The access points are powered by an Intel IPX422 processor and offer 802.11g alone, or a combination of 802.11a and 802.11g. They also feature two LAN ports, enabling a company to use the same access point for not only its secure, internal network, but also to broadcast a second guest network to provide visitors with Internet connectivity.
The unmanaged switches offer auto-switching and plug-and-play functionality, and they can be deployed on the desktop or rackmounted. The line of managed switches will add console, telnet, Web browser and remote monitoring Simple Network Management Protocol interface. Additionally, in the coming weeks, Gateway will release its 7800 Series, which will offer Gigabit Ethernet capabilities in a managed device.

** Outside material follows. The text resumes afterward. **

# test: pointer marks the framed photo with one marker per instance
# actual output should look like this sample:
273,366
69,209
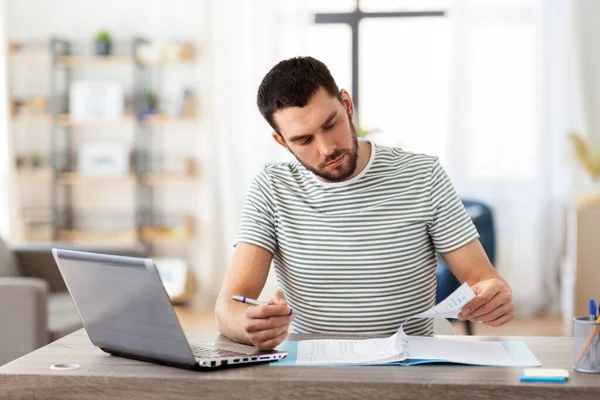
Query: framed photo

Gateway spokesman Ted Ladd said that, with this announcement, Gateway is looking to establish itself as a low-cost alternative to all-in-one vendors like Dell Inc. and Hewlett-Packard Co. by providing all the technology elements that a large organization needs, from PCs and networking gear to storage and servers.
"Before, we would go into a company and bid only on certain business contracts. Now, we can go in and bid on everything," Ladd said.
Despite the company's consumer-friendly image, it has also established a profitable enterprise business. In fact, Ladd said that 50% of the company's $4 billion in revenue last year was derived from sales to enterprises.
Chad McDonald, a senior product manager with Gateway, said that the company is looking to serve the low end of the business market. He said that smaller companies often want enterprise-class networking gear, but they either can't afford to invest thousands of dollars for just a few access points, or they don't have the IT staff in place to support enterprise products.
Gateway is working to attract those customers through aggressive pricing and robust features. For instance, the company's low-end access point offers Wireless Distribution System (WDS) bridging and repeating, AES encryption and an embedded RADIUS server. To boot, it is priced at $299, which is nearly $100 less than Dell's TrueMobile 1170, and reportedly $150 less than Cisco Systems Inc.'s Aironet 1100.
Maximilian Flisi, a research analyst with International Data Corp. in Framingham, Mass., said that Gateway is making a smart move by undercutting competitors on pricing but that the plethora of built-in features may not be as attractive to potential customers.
Flisi said the products will have the biggest effect on Gateway's existing customers, because the company will be able to expand its presence in those accounts without relying on vendor partnerships. He said the company may have trouble targeting enterprise accounts, especially in the switching arena, because it's a mature market with a number of established players.
Gateway will make the products available Tuesday. The low-end 7200 Series products start at $79, while the high-end 7600 Series offerings top out at $799.